Portai le iridi su Minho che studiava il mio volto come se potesse trovare la risposta. Non avevo le forze per aprir bocca quindi mi abbandonai sul suo petto visto che il ragazzo mi aveva offerto le sue braccia come rifugio. Il ragazzo mi accarezzava la schiena sperando che potesse migliorare la situazione. Vedevo ancora tutto appannato, ogni boccata d'aria faceva male come se avessi un'enorme spina conficcata nei polmoni. Mi morsi il labbro screpolato come se potessi bloccare i miei lamenti.
"Dimmi che hai." mi sussurró insistente nell'orecchio dopo avermi dato un affettuoso bacio sulla testa.
Scossi il capo non essendo ancora pronta a fiatare. Mi scansai di poco dal suo corpo giusto per potermi asciugare le guance con le mani.
"Stai meglio?" chiese cauto col timore che potessi riaffogare nel dolore.
"Un po'." la mia voce era tremante come una fiamma in mezzo ad una bufera.
Minho sapeva che qualcosa non andasse, lo si leggeva negli occhi ma era consapevole che per il momento non glielo avrei detto. Mi porse una mano per aiutarmi ad alzare, la accettai senza pensarci molto. Mi appoggió un palmo dietro la schiena per rassicurarmi ancora un po', così procedemmo lasciando alle spalle quel luogo.
Più ci stavamo avvicinando all'esterno, più si udivano delle voci impaurite, le stesse di quella mattina. Scambiai uno sguardo al Velocista ma anche lui non sapeva quale fosse la fonte di tutto quel casino. Lo scricchiolio delle assi si confondeva con gli schiamazzi dell'esterno, in poco tempo fummo fuori e il caos ci si parò di fronte. Ragazzi impalliditi correvano a destra e a sinistra, altri cercavano di calmare le acque con scarso successo dato che erano spaventati anche loro.

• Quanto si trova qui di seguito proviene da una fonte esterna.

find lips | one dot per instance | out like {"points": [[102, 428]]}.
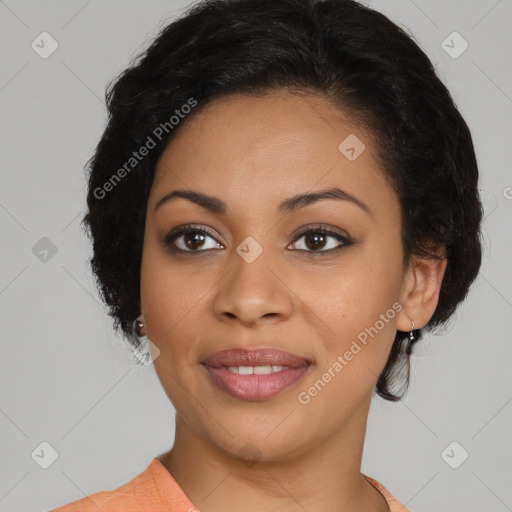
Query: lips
{"points": [[243, 384], [255, 357]]}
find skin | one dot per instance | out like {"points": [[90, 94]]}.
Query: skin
{"points": [[252, 153]]}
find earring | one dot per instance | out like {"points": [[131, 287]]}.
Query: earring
{"points": [[412, 338], [141, 351], [139, 330]]}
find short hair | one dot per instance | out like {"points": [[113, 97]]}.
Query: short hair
{"points": [[366, 65]]}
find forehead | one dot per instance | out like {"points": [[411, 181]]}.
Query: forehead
{"points": [[261, 149]]}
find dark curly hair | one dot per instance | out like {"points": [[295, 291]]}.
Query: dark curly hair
{"points": [[354, 56]]}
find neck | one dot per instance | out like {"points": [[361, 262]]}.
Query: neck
{"points": [[325, 477]]}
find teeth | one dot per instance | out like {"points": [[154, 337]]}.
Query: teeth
{"points": [[256, 370]]}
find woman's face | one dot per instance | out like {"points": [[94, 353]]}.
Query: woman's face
{"points": [[255, 280]]}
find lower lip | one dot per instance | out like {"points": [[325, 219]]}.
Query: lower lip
{"points": [[255, 387]]}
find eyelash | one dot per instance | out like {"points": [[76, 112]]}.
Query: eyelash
{"points": [[318, 229]]}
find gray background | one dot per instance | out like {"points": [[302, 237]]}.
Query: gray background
{"points": [[67, 380]]}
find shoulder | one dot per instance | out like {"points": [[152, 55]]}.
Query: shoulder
{"points": [[133, 496], [393, 503]]}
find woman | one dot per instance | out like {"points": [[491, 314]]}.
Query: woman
{"points": [[285, 194]]}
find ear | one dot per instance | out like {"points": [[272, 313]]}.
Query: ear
{"points": [[420, 290]]}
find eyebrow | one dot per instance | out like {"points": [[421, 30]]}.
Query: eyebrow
{"points": [[216, 205]]}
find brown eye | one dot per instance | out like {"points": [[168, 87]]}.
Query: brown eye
{"points": [[320, 240], [188, 239]]}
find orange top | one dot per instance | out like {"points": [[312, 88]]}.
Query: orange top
{"points": [[155, 490]]}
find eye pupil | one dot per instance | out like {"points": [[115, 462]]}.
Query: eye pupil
{"points": [[319, 240], [197, 240]]}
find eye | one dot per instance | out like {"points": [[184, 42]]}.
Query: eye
{"points": [[191, 239], [317, 240]]}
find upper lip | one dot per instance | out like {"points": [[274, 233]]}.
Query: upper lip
{"points": [[265, 356]]}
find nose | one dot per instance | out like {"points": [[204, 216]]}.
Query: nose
{"points": [[253, 293]]}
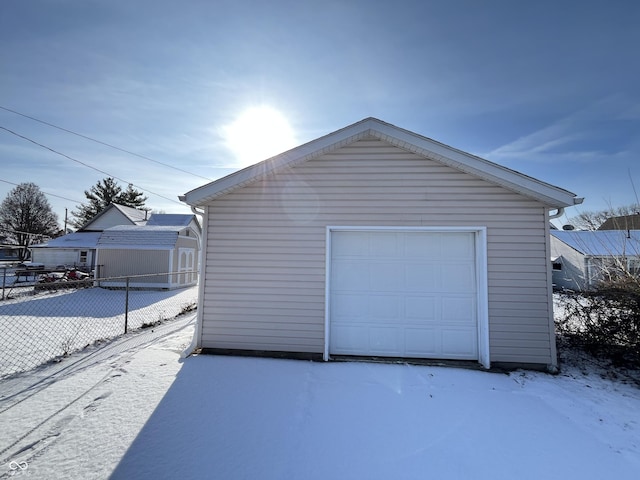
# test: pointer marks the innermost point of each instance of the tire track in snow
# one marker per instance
(53, 426)
(54, 372)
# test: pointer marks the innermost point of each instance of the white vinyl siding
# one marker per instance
(265, 252)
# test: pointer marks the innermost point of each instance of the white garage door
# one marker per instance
(403, 294)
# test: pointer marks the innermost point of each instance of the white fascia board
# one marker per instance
(548, 194)
(477, 166)
(303, 153)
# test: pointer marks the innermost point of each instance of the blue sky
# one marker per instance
(548, 88)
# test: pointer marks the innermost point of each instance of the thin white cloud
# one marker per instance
(561, 138)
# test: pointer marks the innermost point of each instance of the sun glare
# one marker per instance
(257, 134)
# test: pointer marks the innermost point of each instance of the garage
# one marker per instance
(411, 293)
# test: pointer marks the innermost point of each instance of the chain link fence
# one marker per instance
(45, 318)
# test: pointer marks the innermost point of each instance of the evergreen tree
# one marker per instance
(26, 217)
(101, 195)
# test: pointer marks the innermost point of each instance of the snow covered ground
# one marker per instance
(136, 408)
(41, 327)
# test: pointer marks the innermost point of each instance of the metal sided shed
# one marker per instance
(374, 241)
(139, 252)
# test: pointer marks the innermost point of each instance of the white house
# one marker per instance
(581, 258)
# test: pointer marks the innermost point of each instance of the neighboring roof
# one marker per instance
(373, 128)
(72, 240)
(624, 222)
(601, 243)
(169, 219)
(134, 237)
(133, 215)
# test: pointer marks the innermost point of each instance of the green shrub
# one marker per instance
(604, 321)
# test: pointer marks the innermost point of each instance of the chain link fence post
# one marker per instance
(126, 306)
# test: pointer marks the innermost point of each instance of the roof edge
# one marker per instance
(554, 197)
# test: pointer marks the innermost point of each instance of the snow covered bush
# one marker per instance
(605, 320)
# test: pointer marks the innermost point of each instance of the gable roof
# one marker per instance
(601, 243)
(132, 215)
(137, 237)
(548, 194)
(623, 222)
(72, 240)
(171, 219)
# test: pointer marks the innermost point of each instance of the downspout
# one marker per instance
(559, 213)
(196, 342)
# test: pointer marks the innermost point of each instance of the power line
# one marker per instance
(102, 143)
(46, 193)
(87, 165)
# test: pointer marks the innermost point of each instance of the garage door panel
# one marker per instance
(383, 245)
(384, 341)
(420, 278)
(350, 339)
(386, 277)
(458, 278)
(422, 308)
(422, 342)
(459, 343)
(404, 294)
(422, 247)
(459, 309)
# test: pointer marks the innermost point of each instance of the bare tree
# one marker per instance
(26, 217)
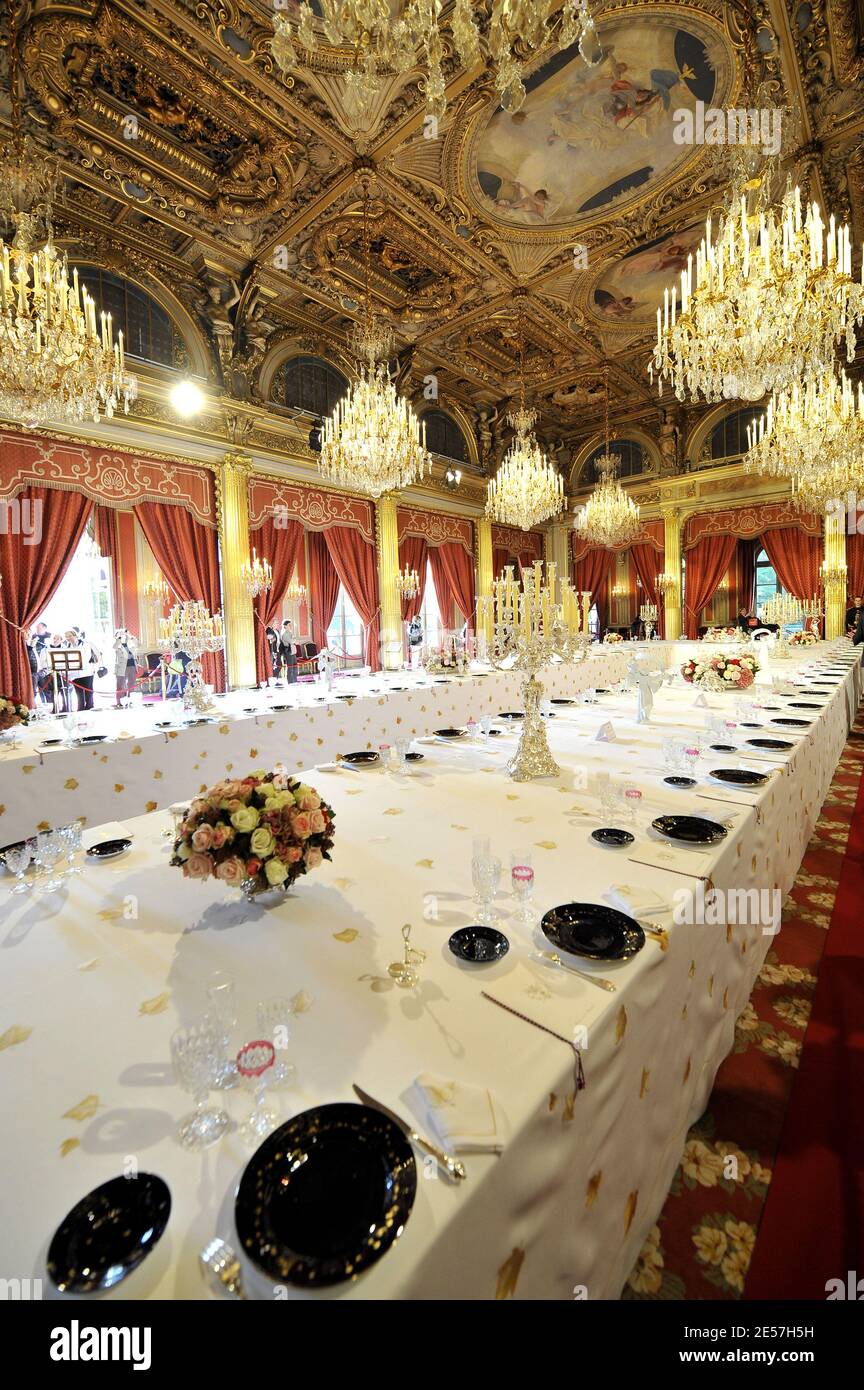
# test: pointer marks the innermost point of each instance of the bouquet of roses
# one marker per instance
(11, 713)
(257, 831)
(723, 672)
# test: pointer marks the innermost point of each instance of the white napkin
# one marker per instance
(466, 1119)
(635, 901)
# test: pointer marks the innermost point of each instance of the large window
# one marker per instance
(147, 330)
(345, 633)
(309, 384)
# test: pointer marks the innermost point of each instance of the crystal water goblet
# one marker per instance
(195, 1054)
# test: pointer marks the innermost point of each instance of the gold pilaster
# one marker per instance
(386, 535)
(834, 574)
(232, 502)
(671, 565)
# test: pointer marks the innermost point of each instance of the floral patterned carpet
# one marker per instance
(703, 1243)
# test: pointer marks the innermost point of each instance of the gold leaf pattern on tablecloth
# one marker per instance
(157, 1004)
(14, 1036)
(593, 1187)
(84, 1111)
(509, 1273)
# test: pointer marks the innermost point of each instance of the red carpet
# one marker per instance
(813, 1225)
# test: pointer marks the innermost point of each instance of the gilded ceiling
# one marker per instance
(192, 161)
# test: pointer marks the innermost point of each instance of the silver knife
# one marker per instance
(452, 1166)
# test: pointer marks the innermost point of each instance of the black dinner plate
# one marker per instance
(107, 1233)
(611, 837)
(109, 848)
(593, 930)
(478, 945)
(691, 830)
(739, 776)
(325, 1194)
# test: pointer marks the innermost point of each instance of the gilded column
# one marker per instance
(671, 565)
(232, 496)
(834, 574)
(482, 533)
(386, 535)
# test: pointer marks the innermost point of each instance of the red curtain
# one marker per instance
(706, 565)
(322, 587)
(453, 577)
(54, 520)
(188, 555)
(281, 545)
(354, 562)
(413, 552)
(648, 563)
(796, 558)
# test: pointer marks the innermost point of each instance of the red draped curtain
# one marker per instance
(32, 573)
(188, 555)
(648, 563)
(322, 587)
(281, 546)
(453, 578)
(796, 558)
(354, 562)
(706, 565)
(414, 555)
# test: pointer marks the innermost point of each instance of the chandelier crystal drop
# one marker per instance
(399, 39)
(763, 303)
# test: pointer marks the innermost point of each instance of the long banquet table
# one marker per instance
(99, 976)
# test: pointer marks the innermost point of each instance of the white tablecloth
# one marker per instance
(96, 979)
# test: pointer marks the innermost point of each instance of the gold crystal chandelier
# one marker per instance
(764, 302)
(811, 434)
(527, 488)
(372, 442)
(56, 360)
(610, 516)
(386, 39)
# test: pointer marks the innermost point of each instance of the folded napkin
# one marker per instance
(466, 1119)
(635, 901)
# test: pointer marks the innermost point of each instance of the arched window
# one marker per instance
(149, 335)
(309, 384)
(631, 455)
(445, 437)
(728, 438)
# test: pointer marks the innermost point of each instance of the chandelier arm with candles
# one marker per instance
(527, 488)
(56, 360)
(372, 442)
(506, 34)
(610, 516)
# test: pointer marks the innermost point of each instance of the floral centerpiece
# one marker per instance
(11, 715)
(723, 672)
(254, 833)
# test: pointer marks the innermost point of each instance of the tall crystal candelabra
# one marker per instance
(529, 628)
(193, 630)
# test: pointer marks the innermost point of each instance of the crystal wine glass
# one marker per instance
(195, 1052)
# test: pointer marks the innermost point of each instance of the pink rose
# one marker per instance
(197, 866)
(202, 838)
(232, 870)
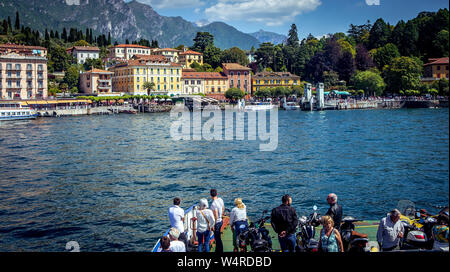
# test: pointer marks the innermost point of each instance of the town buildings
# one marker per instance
(127, 51)
(187, 58)
(435, 69)
(273, 79)
(23, 76)
(210, 83)
(96, 81)
(82, 53)
(129, 76)
(170, 53)
(23, 50)
(238, 76)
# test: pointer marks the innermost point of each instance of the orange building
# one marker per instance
(238, 76)
(435, 69)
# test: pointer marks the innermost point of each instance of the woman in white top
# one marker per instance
(205, 224)
(238, 220)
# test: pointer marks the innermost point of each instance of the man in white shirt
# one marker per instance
(176, 216)
(218, 208)
(175, 245)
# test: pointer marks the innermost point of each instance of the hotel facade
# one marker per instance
(129, 77)
(23, 76)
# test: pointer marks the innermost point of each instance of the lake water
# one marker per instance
(107, 181)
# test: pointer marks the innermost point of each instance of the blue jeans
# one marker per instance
(217, 236)
(287, 243)
(203, 239)
(239, 226)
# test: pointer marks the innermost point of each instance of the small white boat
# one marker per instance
(291, 106)
(259, 106)
(16, 111)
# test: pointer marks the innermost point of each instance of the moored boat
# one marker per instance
(16, 111)
(259, 106)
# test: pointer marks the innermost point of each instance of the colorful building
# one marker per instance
(238, 76)
(23, 50)
(435, 69)
(96, 81)
(188, 57)
(170, 53)
(129, 77)
(273, 79)
(127, 51)
(23, 76)
(209, 83)
(82, 53)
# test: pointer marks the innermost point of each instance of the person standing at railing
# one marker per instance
(205, 224)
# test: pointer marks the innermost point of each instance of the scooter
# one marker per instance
(354, 241)
(257, 236)
(307, 231)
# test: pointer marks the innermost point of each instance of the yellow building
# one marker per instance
(273, 79)
(188, 57)
(129, 77)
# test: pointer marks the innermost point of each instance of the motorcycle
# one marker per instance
(418, 225)
(354, 241)
(257, 236)
(307, 231)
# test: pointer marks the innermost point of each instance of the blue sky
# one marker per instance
(318, 17)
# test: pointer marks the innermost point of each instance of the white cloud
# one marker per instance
(268, 12)
(175, 4)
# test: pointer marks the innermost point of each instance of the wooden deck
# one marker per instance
(368, 227)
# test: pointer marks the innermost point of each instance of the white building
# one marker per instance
(81, 53)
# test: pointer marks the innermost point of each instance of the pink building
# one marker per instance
(238, 76)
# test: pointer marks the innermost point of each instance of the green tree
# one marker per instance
(379, 34)
(384, 55)
(72, 76)
(403, 73)
(234, 94)
(203, 40)
(292, 39)
(372, 83)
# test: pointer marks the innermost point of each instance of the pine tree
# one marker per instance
(64, 35)
(9, 24)
(292, 39)
(17, 24)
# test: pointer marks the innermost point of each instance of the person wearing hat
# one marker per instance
(335, 211)
(390, 231)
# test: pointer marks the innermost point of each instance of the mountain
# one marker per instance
(132, 21)
(266, 36)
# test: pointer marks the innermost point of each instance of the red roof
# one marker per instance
(203, 75)
(131, 46)
(84, 48)
(437, 61)
(19, 46)
(190, 52)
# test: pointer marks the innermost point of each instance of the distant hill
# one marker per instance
(266, 36)
(123, 20)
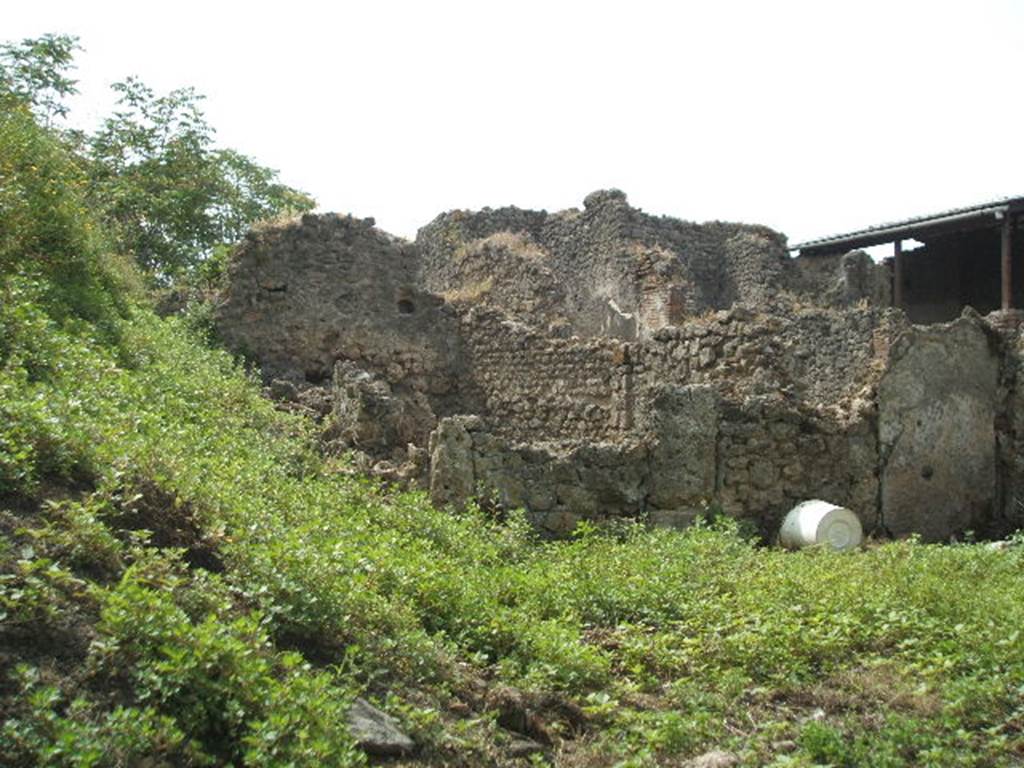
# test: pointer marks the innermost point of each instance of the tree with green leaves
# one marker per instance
(170, 197)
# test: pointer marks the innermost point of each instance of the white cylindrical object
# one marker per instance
(819, 523)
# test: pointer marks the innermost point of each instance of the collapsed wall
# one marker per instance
(604, 363)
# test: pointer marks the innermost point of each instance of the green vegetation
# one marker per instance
(185, 580)
(168, 196)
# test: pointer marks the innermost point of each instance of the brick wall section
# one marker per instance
(535, 387)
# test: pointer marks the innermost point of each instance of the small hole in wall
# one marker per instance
(316, 377)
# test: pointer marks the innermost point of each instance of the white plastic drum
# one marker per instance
(819, 523)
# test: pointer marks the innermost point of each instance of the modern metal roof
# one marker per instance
(971, 217)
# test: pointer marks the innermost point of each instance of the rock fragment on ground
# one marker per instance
(376, 732)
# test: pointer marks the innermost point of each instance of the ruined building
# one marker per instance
(600, 363)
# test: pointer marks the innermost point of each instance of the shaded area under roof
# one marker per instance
(957, 219)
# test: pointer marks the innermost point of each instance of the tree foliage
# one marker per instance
(169, 195)
(36, 72)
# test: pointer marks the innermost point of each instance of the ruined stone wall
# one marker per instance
(816, 355)
(604, 363)
(773, 454)
(322, 290)
(536, 387)
(620, 271)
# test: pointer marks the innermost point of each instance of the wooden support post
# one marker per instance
(1008, 261)
(898, 273)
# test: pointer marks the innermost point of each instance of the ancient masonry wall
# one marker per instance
(620, 364)
(538, 388)
(675, 423)
(619, 271)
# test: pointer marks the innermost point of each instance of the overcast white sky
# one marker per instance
(809, 117)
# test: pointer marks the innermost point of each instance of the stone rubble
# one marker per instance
(600, 363)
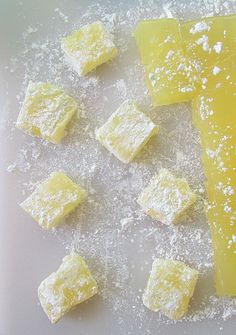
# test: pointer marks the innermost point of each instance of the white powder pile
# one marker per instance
(110, 231)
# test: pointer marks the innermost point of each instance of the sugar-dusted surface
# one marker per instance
(53, 200)
(170, 286)
(166, 198)
(69, 286)
(46, 112)
(117, 240)
(126, 131)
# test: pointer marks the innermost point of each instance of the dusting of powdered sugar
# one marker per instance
(110, 231)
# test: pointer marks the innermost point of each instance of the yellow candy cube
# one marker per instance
(207, 40)
(53, 200)
(46, 112)
(214, 116)
(126, 131)
(170, 76)
(166, 198)
(89, 47)
(170, 286)
(70, 285)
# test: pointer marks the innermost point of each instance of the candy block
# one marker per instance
(89, 47)
(170, 76)
(207, 40)
(53, 200)
(170, 286)
(214, 116)
(46, 112)
(166, 198)
(126, 131)
(69, 286)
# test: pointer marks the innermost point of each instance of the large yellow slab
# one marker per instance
(170, 76)
(214, 115)
(205, 41)
(46, 112)
(69, 286)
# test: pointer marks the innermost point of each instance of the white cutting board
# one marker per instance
(119, 259)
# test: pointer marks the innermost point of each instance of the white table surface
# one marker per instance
(28, 254)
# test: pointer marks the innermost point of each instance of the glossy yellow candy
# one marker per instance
(89, 47)
(53, 200)
(208, 40)
(170, 76)
(46, 112)
(166, 198)
(126, 131)
(69, 286)
(170, 286)
(214, 115)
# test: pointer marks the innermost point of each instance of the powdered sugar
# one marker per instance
(110, 230)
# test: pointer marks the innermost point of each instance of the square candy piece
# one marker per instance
(89, 47)
(70, 285)
(46, 112)
(170, 286)
(53, 200)
(166, 198)
(126, 131)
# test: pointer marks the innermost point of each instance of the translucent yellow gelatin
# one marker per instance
(207, 40)
(170, 287)
(46, 112)
(89, 47)
(53, 200)
(69, 286)
(170, 76)
(166, 198)
(126, 131)
(214, 115)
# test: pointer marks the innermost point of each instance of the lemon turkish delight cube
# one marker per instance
(46, 112)
(170, 76)
(208, 39)
(166, 198)
(126, 131)
(69, 286)
(53, 200)
(170, 286)
(89, 47)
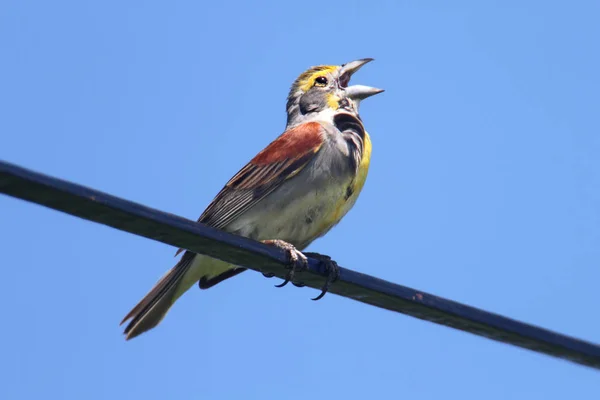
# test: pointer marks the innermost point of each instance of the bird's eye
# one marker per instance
(321, 81)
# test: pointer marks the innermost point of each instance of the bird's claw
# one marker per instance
(333, 272)
(296, 261)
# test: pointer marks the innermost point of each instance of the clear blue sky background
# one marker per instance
(484, 188)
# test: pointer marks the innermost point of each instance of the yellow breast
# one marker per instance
(344, 204)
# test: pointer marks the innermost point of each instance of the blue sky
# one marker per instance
(484, 188)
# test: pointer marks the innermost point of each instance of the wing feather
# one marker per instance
(279, 161)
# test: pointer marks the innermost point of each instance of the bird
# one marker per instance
(292, 192)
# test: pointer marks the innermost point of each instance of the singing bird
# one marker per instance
(291, 193)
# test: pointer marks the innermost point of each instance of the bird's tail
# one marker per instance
(154, 306)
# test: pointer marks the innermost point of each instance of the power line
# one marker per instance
(135, 218)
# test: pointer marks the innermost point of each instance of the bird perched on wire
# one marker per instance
(289, 194)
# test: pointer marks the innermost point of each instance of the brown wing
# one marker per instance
(279, 161)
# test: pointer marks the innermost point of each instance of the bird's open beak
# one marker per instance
(356, 92)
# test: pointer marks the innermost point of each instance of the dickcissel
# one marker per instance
(289, 194)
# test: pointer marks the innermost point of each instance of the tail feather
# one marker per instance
(154, 306)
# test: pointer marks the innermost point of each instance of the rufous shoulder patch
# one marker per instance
(292, 144)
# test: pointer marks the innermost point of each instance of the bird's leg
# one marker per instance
(297, 260)
(333, 271)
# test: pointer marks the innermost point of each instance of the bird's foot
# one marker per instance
(333, 271)
(297, 261)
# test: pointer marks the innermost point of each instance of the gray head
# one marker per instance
(325, 87)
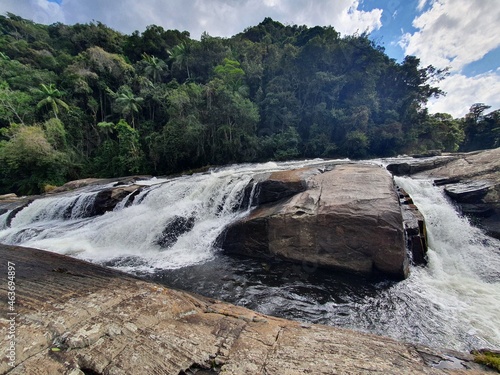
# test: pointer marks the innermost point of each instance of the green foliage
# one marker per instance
(51, 97)
(481, 130)
(33, 161)
(159, 102)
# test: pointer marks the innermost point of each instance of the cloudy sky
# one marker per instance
(461, 34)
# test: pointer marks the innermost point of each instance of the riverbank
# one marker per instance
(75, 318)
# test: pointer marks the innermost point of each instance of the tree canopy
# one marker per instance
(85, 100)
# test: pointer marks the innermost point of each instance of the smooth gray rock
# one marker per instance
(348, 219)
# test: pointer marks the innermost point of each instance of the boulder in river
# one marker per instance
(76, 318)
(347, 218)
(471, 179)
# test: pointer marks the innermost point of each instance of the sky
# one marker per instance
(463, 35)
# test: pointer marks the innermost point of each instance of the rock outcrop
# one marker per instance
(75, 318)
(346, 218)
(472, 180)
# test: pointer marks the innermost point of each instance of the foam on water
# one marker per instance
(210, 201)
(461, 284)
(453, 302)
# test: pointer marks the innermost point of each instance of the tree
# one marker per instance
(51, 98)
(180, 55)
(155, 68)
(28, 155)
(127, 103)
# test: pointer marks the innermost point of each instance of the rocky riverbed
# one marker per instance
(77, 318)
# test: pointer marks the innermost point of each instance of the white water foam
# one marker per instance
(133, 233)
(461, 284)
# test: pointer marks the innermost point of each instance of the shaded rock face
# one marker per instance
(348, 219)
(472, 180)
(415, 230)
(75, 318)
(106, 200)
(173, 229)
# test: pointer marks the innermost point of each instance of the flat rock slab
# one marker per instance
(348, 218)
(77, 318)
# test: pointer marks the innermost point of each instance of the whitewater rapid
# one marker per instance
(453, 302)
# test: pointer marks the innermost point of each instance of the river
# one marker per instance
(453, 302)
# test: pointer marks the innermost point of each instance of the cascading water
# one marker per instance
(461, 285)
(167, 231)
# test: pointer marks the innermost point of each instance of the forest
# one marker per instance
(88, 101)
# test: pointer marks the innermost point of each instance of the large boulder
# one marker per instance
(472, 180)
(348, 219)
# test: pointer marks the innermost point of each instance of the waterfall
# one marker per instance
(460, 287)
(171, 225)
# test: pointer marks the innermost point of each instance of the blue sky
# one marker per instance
(460, 34)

"Ma che diamine..." esclamò l'asiatico osservando incredulo tutto quel trambusto.
Minho scorse tra la folla impazzita un ragazzo, proprio l'ultima persona che volevo vedere al mondo, e gli venne incontro lasciandomi per un attimo indietro. Ero intenzionata a girare i tacchi e allonatarmi subito, fregandomene di scoprire il motivo di tutto ciò, ma le mie gambe decisero per me così riaffiancai il mio capo.
"Si puó sapere che succede?" chiese alzando il tono per sovrastare il vociare.
"Ma come? Non l'hai capito?" fece Newt irritato. Quando vide Minho corrugare le sopracciglia non riuscendo a seguire il suo discorso, il biondo riprese: "Guarda l'ora, caspio. Le mura non si sono chiuse questa sera."
Angolo scrittrice:
Buonsalve people!
Come state? Spero bene, in questi ultimi mesi sono successe un po' di cose ma almeno la scuola é finita così possiamo tirare un sospiro di sollievo. Giugno é arrivato e questo significa che ci ritroverete con parecchi miei aggiornamenti :')
Dite che riuscirò ad ultimare questa storia? Io spero di si, hahaha.
Spero che il capitolo abbia colmato l'attesa, scusatemi ma ero davvero molto impegnata con la scuola. L'anno prossimo sarà peggio dato che mi aspetta la Maturità, :'(
Tornando a noi, qualche capitolo fa si era aperto il dibattito nei commenti sul nome della ship "Newt + Angelica", io l'ho già ideata vediamo se voi l'azzeccate, hahaha. Sono curiosa di sapere cosa inventerete, tra qualche capitolo dirò chi ci é andato vicino/ci ha preso.